Patricia Visconti, em O Barquinho Cultural

A pequena ilha de Guernsey, situado no Canal da Macha, vivia assolada pela Segunda Guerra Mundial, isolada e quase sem comida, a população se via obrigada a se virar com o que tinha em mãos, mas o que os inimigos não contava era com a união e compaixão que um tinha pelo outro, foi então que para despistar o encontro deles, criaram a “Sociedade Literária e a Torta de Casca de Batata”, para debaterem sobre literatura e compartilharem o pouco da alegria que restava. Até que uma jovem jornalista, Juliete Ashton, sem ideias sobre o que escrever no próximo livro, conhece esta sociedade e se identifica com ela, e o que era para ser apenas uma história a ser publicada, acaba se tornando parte dela, num elo pleno de amor e amizade.

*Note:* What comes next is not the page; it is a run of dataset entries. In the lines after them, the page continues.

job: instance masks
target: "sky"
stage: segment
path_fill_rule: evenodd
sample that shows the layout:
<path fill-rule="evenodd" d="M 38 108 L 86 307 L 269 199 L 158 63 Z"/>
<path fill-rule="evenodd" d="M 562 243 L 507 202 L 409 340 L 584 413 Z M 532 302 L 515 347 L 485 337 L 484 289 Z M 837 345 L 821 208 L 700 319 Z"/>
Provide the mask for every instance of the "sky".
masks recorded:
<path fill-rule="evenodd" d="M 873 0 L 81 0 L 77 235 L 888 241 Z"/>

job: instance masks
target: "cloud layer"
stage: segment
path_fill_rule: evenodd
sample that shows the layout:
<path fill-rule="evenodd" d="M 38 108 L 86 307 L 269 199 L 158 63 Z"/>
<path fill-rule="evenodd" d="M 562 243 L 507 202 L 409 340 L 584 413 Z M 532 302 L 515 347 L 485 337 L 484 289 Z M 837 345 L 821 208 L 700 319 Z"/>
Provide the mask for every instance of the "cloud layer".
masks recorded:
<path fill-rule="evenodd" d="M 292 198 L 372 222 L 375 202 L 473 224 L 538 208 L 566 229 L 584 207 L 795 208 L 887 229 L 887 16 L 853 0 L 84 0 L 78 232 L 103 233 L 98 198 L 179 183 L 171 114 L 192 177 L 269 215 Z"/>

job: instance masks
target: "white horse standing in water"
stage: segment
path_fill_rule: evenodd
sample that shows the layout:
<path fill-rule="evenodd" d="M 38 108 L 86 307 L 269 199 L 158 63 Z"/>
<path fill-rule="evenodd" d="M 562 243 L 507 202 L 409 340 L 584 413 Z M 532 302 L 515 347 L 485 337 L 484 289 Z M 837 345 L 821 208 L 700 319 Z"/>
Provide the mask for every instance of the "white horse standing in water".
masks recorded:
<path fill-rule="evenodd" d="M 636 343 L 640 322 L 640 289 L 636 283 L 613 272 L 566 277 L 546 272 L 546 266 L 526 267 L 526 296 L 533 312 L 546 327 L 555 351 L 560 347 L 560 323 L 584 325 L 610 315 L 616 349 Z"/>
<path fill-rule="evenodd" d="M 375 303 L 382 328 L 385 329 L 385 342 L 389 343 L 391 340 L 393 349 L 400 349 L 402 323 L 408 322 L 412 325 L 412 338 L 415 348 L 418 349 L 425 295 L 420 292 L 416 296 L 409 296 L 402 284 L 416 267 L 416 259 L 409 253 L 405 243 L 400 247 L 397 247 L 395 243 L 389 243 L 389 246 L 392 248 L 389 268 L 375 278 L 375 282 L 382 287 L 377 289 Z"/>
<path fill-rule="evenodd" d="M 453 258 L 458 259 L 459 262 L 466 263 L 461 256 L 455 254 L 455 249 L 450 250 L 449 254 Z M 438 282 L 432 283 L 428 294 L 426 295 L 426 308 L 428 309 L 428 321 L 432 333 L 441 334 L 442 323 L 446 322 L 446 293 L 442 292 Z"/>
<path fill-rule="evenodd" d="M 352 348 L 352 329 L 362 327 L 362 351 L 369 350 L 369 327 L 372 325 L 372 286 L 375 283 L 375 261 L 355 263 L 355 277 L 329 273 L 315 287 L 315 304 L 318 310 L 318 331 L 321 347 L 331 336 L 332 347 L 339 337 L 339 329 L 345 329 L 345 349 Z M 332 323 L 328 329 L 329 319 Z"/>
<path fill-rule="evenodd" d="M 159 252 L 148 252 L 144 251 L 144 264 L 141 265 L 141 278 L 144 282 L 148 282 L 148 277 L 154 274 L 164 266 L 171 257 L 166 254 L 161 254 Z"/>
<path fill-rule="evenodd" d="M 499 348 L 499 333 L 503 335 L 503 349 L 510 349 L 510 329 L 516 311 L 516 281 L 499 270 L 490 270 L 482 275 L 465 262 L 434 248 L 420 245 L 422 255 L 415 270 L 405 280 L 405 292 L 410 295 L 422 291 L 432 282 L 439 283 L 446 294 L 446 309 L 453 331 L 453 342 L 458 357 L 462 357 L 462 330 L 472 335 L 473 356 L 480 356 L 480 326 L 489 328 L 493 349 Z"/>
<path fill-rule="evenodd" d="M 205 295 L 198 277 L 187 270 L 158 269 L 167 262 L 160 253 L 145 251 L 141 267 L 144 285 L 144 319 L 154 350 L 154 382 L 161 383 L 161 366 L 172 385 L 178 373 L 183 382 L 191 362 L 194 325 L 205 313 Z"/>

A escritora sabia quão significante seria este grupo, pois assim como eles, ela também sabe o que é sofrer e perder quase tudo em sua vida, tendo apenas suas ideias e sua coragem para encarar o mundo de frente, e vendo nos livros uma relação ímpar e relevante para uma sociedade mais igual, podendo expressar e ampliar seus conhecimentos com outras pessoas, por isso, que além de leitora fervorosa, ela começou a escrever, para dividir tamanha experiência com os outros. E foi essa curiosidade, fez com que ela adentrasse à esta sociedade, pois foi por causa da literatura que ela construiu sua vida e conquistou tudo que um jovem autor almeja, e isso que a escritora havia acabado de ficar noiva quando descobriu mais do que um sociedade literária, mas uma família, que compreendia e interpretava muito bem os seus anseios.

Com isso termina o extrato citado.